Ini kan pembenahan secara besar-besaran, kita yakin apa yang dikerjakan pasti akan membawa dampak, tetapi jangan sampai semaput semua. Kalau sampai semaput semua, itu bahaya.

Q : Bicara mengenai retail yang terus disandingkan dengan bisnis online. Pada akhir bulan ini menteri keuangan akan mengeluarkan peraturan pemerintah mengenai pajak untuk bisnis ekonomi digital atau e-commerce. Apakah ini akan membantu pengusaha retail Indonesia dengan adanya pajak untuk e-commerce?

A : Ini yang kami rindukan sebetulnya, aturan mainnya. Saya mengikuti pembahasan mengenai peraturan ini sudah 5 tahun, tidak pecah telur. Tapi belum jadi ya, ini baru niatan ya.

Kita harapkan dengan keberanian yang tinggi harus dikeluarkan. Saya akan ceritakan ini apa efeknya kalau tidak ada, sekali lagi kalau retail yang selama ini offline dan online itu penjualan pasti sama seperti yang ada di toko kami. Paling nama bervariasi tidak begitu berbeda.

Ada beberapa yang sudah terjadi, online web yang begitu hebat yang secara marketplace yang mereka begitu hebat promosinya, bahkan memberikan diskon secara besar-besaran dari nilai jualnya. Saya kira, yang jualnya siapa, yang punya webnya siapa?

Ini kan harus di-detect, apa mereka melakukan hal yang sama seperti yang kami lakukan. Kalau itu tidak equal, saya kira, ini membahayakan bangsa ini. Bukan kami saja. Karena pemerintah tidak mendapatkan manfaatnya, hanya bangga sesaat nanti penderitaannya jangka panjang.

Q : Secara geografi, untuk bisnis online di Indonesia tidak semudah seperti yang kita bayangkan. Dari segi pengiriman, cost of doing business-nya akan menjadi besar bila ada pengiriman dari satu pulau ke pulau lain ya.

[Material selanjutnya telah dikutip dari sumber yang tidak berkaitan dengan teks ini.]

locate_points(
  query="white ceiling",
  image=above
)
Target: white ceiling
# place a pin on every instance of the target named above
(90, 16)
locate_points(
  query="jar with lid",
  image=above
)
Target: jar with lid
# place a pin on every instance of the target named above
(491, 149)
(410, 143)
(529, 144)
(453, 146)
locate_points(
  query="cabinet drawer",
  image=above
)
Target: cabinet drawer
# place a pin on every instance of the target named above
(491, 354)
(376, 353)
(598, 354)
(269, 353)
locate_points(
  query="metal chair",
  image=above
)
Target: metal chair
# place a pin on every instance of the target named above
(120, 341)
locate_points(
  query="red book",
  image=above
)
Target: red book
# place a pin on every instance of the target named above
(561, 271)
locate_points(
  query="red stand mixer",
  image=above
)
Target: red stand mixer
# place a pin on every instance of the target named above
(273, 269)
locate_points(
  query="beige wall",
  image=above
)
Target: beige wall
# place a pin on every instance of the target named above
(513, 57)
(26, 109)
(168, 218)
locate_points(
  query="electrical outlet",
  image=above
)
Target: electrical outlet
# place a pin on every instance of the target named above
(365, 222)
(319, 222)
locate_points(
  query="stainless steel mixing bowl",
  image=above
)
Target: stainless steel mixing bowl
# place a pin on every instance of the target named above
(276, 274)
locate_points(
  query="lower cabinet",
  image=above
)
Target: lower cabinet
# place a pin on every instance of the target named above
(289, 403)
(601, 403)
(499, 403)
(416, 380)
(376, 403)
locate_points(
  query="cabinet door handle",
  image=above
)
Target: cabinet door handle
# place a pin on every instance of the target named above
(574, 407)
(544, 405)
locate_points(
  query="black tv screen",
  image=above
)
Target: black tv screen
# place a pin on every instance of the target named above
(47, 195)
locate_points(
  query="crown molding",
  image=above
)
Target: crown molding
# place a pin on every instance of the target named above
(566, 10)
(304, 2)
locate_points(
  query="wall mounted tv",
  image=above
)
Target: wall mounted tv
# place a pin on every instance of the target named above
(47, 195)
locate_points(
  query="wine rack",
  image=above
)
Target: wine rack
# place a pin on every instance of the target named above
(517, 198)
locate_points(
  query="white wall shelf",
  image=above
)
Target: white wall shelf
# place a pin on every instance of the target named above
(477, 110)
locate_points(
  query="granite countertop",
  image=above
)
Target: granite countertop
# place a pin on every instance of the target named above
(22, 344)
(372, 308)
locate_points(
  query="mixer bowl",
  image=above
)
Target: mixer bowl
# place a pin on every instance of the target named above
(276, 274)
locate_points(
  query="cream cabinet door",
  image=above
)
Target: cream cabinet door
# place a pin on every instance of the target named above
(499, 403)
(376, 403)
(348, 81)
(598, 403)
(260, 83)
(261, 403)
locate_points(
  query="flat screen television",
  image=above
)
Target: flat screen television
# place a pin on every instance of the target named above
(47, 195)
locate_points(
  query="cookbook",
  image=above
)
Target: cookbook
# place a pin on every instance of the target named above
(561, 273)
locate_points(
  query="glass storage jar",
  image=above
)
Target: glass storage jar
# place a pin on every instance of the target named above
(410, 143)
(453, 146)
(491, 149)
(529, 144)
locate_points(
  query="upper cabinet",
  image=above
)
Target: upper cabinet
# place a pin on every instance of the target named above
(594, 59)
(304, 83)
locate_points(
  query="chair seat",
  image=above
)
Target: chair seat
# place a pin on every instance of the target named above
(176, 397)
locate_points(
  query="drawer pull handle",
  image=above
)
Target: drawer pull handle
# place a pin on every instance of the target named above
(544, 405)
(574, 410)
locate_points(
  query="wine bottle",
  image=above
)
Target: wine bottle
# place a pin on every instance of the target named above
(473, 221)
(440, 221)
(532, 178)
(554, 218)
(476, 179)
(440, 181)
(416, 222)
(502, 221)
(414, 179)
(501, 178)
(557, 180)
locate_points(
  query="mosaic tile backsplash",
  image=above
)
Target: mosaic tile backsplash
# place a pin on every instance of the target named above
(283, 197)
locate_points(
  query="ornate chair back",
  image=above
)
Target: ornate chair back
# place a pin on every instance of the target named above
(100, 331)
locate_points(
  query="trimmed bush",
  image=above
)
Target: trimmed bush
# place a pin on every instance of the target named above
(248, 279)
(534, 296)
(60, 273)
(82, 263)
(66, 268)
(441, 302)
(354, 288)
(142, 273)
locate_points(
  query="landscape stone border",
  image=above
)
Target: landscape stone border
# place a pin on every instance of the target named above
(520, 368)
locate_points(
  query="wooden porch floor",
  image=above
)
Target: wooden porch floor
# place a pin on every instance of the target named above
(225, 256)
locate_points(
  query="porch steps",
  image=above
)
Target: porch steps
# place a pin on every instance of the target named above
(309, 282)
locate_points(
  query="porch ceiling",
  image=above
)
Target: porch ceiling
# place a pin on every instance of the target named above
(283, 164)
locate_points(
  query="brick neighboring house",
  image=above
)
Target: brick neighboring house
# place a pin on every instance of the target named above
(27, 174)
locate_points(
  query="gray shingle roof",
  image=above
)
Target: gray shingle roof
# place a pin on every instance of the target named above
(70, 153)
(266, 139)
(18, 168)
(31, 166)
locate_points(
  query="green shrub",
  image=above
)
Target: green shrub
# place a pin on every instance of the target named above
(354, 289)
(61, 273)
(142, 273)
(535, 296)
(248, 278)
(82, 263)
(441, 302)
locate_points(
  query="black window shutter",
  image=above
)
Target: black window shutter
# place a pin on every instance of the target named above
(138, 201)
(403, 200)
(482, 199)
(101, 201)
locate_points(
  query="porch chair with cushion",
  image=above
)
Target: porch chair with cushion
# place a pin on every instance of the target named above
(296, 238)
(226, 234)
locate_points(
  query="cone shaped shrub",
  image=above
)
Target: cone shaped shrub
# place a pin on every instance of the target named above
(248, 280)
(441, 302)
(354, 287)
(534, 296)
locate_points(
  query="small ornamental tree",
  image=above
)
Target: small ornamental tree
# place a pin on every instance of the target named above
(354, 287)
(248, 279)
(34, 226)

Tapi yang namanya fenomena lesunya industri retail tidak hanya terjadi di Indonesia, bahkan di Amerika dan Singapore pun juga berdampak. Apa yang perlu dilakukan oleh pengusaha di Indonesia dari sudut pandang Anda sebagai seorang pengusaha?

A : Ya tetap kami mengikuti perkembangan zaman itu sendiri, online juga kami masukkan. Kami paham bahwa perusahaan online akan berkembang lebih pesat pertumbuhannya.

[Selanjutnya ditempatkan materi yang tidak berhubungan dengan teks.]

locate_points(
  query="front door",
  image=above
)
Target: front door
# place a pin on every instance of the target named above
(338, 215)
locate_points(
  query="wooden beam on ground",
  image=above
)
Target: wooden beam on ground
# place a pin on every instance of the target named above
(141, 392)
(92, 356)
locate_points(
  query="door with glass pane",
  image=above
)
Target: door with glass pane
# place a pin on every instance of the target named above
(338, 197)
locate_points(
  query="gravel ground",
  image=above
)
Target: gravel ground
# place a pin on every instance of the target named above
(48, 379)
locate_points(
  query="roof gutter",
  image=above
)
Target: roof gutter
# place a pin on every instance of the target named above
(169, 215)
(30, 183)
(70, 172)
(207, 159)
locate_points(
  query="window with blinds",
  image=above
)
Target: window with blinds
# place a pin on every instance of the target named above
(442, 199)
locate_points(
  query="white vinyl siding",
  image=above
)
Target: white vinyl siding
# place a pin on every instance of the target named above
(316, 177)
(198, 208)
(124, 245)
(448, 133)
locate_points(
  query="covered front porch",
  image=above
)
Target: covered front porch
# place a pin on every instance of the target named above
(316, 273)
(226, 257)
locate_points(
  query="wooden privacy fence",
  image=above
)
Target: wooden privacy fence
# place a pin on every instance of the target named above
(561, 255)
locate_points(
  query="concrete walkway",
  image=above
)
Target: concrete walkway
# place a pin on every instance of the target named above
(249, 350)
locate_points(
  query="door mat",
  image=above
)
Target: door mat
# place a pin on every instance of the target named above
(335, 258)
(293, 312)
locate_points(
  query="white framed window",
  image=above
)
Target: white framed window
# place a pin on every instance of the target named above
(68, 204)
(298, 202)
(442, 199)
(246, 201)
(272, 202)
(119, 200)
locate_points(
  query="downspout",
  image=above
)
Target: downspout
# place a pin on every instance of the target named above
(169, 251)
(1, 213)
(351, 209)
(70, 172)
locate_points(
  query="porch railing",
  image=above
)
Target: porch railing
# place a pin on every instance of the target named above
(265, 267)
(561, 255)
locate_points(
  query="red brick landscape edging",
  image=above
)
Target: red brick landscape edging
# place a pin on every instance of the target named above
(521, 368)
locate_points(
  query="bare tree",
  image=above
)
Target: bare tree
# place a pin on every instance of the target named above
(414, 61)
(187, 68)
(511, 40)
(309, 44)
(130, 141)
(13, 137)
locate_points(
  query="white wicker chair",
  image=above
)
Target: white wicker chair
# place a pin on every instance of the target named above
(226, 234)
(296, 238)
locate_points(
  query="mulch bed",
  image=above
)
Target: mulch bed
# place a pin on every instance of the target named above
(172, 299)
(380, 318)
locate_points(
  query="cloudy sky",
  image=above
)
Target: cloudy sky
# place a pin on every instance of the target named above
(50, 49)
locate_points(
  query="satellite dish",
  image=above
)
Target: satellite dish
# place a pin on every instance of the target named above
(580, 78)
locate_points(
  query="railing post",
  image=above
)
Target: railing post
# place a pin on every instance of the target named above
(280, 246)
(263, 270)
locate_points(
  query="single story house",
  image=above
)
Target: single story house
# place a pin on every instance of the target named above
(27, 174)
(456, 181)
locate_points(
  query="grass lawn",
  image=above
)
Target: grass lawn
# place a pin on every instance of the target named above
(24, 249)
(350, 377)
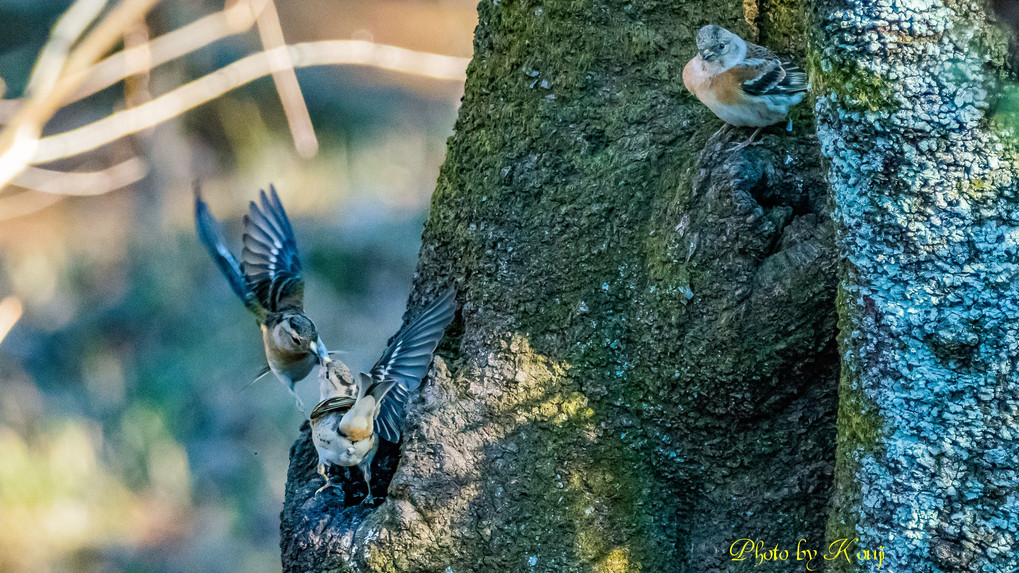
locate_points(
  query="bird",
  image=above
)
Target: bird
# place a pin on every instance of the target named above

Ini sudah satu keniscayaan yang tidak bisa ditolak, masalah kita kepulauan atau tidak itu masalah ekspedisi saja, logistik saja. Tetapi semua ini pasti akan memudahkan masyarakat mendapatkan barang. Yang kami tetap sampaikan sekali lagi, siapapun akan ke arah sana termasuk kami yang offline ini.

Yang harus pemerintah awasi adalah semua pergerakan ini harus dimonitor. Bukan hanya penjualan barang jasa di barang, nanti jasa di keuangan pun akan berpengaruh besar-besaran. Ini yang harus di-detect, kalau tidak, bangsa ini tidak akan mendapatkan apa-apa karena online ini bisa dikerjakan dimana pun.

Basenya boleh di Indonesia, boleh tidak di Indonesia. Barangnya boleh di sini, bisa tidak ada di sini, termasuk administrasinya. Saya kira siapa pun sekarang, kita bisa pesan barang dari Amerika dari dunia mana pun.

Apa kelanjutan dari itu? Yang harus di antisipasi oleh pemerintah? Fenomena ini akan mempengaruhi apa? Seluruh kehidupan masyarakat pasti akan terganggu, ini yang sangat bahaya.

Q : Pak Tutum merupakan anggota APRINDO yang cukup vokal menyalurkan aspirasi-aspirasi dari para pengusaha dan juga Anda sendiri. Apakah ada pengalaman dikritik orang lain?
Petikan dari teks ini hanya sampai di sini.